To which the guy gets a smug satsfied sarcastic smile and no doubt crawls away to lick his wounds, while she goes back to chewing the cereal with such tight-lipped miserable fury you would think she was eating overcooked liver, not a delightful new health cereal.

This woman is clearly not communicating from the heart. In fact, she is acting like she has no heart, no compassion for her supposed love one at all.

ROMANCE AND SARCASM ARE NOT REALLY COMPATABLE Are you going around in your life treating your partner in that manner? Think of the origin of the word sarcasm. It means to rend or tear flesh. Are you ripping your partner to pieces if he opens his mouth over the least little thing? He’s a guy, for Heaven’s sake. He is never going to be as eloquent as your favorite movie or TV stars on screen. Those guys are scripted. This is real life.

You can all relate to the miserable feeling you had if you ever said something unskillful or embarrassing in public. Why put your partner through that tortuous feeling when you could be fostering romance instead.

Maybe the woman in the ad was a bad morning person, but really, if your spouse or partner is willing to take an interest in anything new that you do, go with it! And vice versa. I know a lot of women who hate golf, but go because they get to spend time with their man, and get to go out into some fairly pretty natural settings. And to the 19th hole afterwards. All of this can be time for communicating and keeping your energy in tune and in synch with one another. To stifle communication like the woman in the ad is to stifle the free interplay and flow of love.

UNCONDITIONAL LOVE

All of us would like to be loved unconditionally. But are we willing to offer unconditional love to others? REALLY?

I will love you even if:
You forget my birthday
You don’t take me out to dinner
You forget to take out the trash
You leave the toilet seat up
You squeeze the toothpaste in the middle fo the tube
You run up huge credit card debts
You are unfaithful to our relationship

Until you can say “I will love you no matter what you do or say,” it is not unconditional love.

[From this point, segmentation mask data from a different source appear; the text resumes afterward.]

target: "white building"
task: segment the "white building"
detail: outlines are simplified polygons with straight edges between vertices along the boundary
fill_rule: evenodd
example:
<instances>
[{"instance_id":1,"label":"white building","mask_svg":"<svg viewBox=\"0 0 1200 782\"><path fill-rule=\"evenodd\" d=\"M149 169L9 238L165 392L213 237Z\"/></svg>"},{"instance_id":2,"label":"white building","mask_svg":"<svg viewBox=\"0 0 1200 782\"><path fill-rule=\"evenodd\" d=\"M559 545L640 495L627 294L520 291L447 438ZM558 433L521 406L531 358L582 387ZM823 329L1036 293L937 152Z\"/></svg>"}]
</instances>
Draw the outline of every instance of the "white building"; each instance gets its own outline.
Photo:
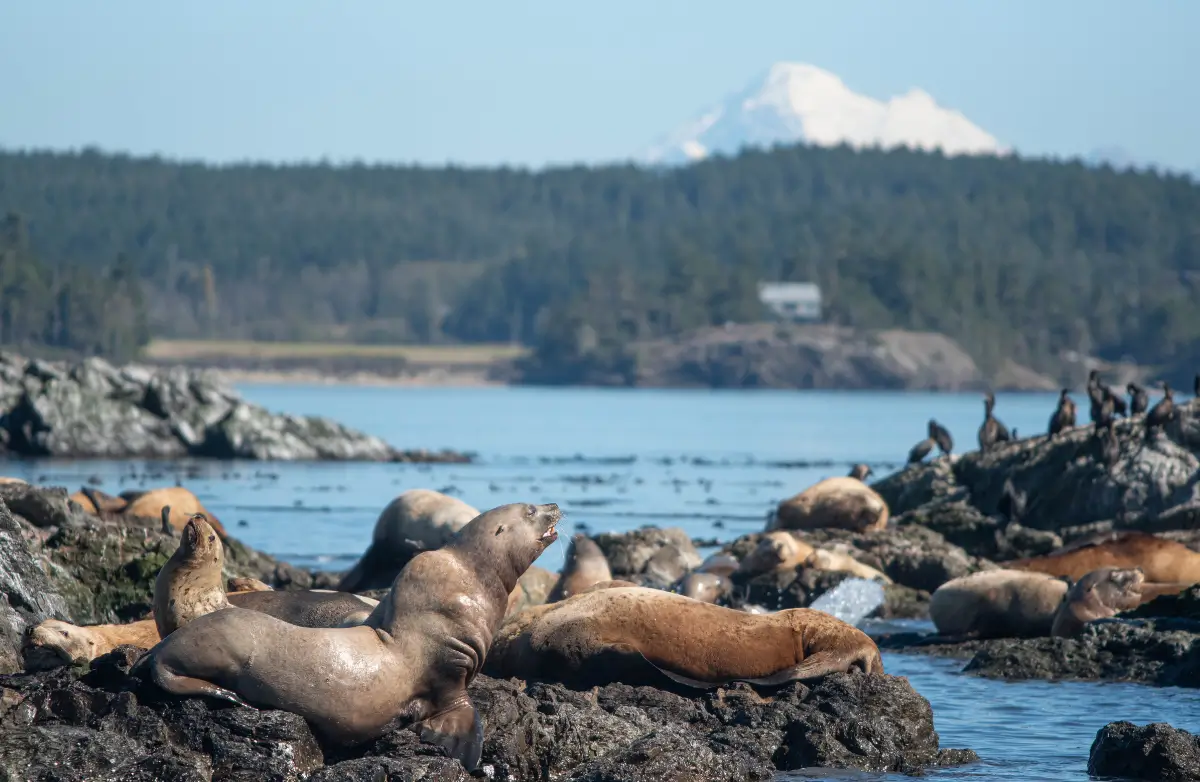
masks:
<instances>
[{"instance_id":1,"label":"white building","mask_svg":"<svg viewBox=\"0 0 1200 782\"><path fill-rule=\"evenodd\" d=\"M758 300L783 320L821 319L821 288L811 282L760 282Z\"/></svg>"}]
</instances>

Think about three situations where you could have expressed your love for your partner better. Then think of three instances where they could have been more loving towards you. Do they have anything in common?  If so, what can you do to choose love instead of anger?

LOVE IS AN ACTIVE CHOICE

Staying in a relationship is an active choice we make every day.  We may have many different reasons for staying in the relationship, but the primary reason for being a couple is to love and cherish each other.

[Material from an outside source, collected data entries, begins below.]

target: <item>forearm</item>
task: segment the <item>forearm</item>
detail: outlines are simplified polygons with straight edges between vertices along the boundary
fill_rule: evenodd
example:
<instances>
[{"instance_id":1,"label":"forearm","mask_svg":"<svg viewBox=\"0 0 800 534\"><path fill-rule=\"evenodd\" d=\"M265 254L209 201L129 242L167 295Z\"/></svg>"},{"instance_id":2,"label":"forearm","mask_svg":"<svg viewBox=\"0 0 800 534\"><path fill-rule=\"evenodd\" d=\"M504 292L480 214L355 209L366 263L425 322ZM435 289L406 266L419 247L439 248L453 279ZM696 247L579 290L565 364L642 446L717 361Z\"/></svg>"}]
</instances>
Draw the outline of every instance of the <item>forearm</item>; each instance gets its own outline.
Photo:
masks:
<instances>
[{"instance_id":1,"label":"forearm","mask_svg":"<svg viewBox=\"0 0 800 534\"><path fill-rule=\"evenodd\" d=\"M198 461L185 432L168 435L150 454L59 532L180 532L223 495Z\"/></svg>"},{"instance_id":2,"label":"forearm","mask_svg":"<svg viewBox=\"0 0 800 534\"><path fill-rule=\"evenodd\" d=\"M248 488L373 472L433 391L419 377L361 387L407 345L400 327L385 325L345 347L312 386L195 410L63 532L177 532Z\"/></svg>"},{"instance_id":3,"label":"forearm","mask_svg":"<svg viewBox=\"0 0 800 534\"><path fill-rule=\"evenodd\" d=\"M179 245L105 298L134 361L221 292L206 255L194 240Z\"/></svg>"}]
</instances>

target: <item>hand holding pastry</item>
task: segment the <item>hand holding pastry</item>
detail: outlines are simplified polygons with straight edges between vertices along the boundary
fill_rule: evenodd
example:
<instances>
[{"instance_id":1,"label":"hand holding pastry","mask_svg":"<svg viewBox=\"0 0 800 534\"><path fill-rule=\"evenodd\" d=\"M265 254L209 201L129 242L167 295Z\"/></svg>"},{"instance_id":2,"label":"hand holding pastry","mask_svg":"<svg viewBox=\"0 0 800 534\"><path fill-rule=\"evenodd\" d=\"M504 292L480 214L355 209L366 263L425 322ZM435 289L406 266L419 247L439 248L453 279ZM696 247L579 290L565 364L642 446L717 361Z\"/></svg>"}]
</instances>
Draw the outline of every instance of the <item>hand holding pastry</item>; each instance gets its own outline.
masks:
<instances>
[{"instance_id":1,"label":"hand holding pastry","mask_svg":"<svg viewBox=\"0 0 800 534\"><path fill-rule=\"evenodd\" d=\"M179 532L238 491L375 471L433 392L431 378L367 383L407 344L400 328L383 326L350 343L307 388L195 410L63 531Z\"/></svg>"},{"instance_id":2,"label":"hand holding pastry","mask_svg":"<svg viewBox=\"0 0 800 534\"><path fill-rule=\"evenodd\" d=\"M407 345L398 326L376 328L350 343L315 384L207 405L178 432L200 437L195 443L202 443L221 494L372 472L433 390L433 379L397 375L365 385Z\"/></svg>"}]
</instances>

So, we can choose. Do we act in a positive and loving manner, praising, being warm and affectionate?

Or are we negative, critical, always finding fault, freezing out our partner if they displease us? Do we hold a grudge, or come up with a worse-case scenario?

Are we expecting our partner to be a mind-reader and punishing them when they aren’t? Are we offering them the same unconditional love that we crave, that we wish for ourselves? Or are we always judging them and finding them lacking in some spoken or unspoken way: if only he would… Or yes, he’s good but not good enough…

Again, this is all in the eye of the beholder. But wouldn’t you rather be happy and wrong, than right and alone? If you cling you your wants, needs and beliefs as RIGHT, you’ll most likely be left with them and only them. The love in your relationship will evaporate if you don’t work to keep the romance between you alive.